The Computational Tensor: ML Frameworks

In PyTorch and NumPy, a "tensor" is a multidimensional array with:

Shape: tuple of dimensions, e.g., (32, 3, 224, 224) for a batch of images
dtype: data type (float32, float16, bfloat16, etc.)
device: where the data lives (cpu, cuda:0)
Strides: number of elements to skip in memory per index increment

This is the physicist/mathematician definition stripped of transformation rules. The ML tensor does not transform covariantly or contravariantly.
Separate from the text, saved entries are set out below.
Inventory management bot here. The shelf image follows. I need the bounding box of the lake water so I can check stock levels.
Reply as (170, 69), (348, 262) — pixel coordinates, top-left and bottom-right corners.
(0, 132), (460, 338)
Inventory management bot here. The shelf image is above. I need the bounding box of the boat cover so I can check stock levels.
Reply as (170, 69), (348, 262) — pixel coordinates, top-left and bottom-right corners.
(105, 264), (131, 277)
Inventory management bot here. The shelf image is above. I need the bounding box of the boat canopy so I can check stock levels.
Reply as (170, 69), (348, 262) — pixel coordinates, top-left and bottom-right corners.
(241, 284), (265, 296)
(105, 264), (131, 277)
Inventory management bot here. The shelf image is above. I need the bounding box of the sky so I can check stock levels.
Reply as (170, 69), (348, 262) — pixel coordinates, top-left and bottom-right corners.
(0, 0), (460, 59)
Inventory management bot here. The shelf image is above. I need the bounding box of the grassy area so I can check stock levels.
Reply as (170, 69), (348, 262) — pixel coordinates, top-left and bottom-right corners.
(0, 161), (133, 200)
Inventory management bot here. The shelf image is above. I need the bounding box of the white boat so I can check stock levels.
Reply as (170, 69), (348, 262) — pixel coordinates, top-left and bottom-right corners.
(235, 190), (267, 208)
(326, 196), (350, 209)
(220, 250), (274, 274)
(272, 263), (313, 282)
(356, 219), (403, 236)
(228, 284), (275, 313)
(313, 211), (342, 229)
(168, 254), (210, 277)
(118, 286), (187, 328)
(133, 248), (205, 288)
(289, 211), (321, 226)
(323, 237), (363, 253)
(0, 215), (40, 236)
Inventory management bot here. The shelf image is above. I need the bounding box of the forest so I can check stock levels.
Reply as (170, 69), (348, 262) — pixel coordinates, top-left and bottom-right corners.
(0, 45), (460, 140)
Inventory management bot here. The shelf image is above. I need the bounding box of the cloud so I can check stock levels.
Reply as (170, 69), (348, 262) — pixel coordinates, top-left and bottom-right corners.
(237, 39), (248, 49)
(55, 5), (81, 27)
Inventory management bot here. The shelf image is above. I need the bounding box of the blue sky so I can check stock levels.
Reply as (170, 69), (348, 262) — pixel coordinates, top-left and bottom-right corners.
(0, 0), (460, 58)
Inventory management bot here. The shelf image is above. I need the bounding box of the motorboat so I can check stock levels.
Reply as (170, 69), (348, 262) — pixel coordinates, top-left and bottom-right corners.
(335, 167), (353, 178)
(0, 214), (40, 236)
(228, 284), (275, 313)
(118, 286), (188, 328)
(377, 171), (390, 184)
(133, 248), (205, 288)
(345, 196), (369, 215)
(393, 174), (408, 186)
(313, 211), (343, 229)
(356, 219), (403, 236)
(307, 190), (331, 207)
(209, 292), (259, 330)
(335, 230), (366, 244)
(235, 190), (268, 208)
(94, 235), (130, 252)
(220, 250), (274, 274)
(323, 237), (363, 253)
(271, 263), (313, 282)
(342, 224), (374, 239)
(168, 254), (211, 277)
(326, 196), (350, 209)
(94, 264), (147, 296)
It is an array with named dimensions and a compute device.

Broadcasting Rules

When operating on tensors of different shapes, broadcasting aligns dimensions from the right and expands size-1 dimensions:

If tensors differ in number of dimensions, prepend size-1 dimensions to the smaller tensor.
Dimensions of size 1 are stretched to match the other tensor.
Dimensions must be equal or one of them must be 1.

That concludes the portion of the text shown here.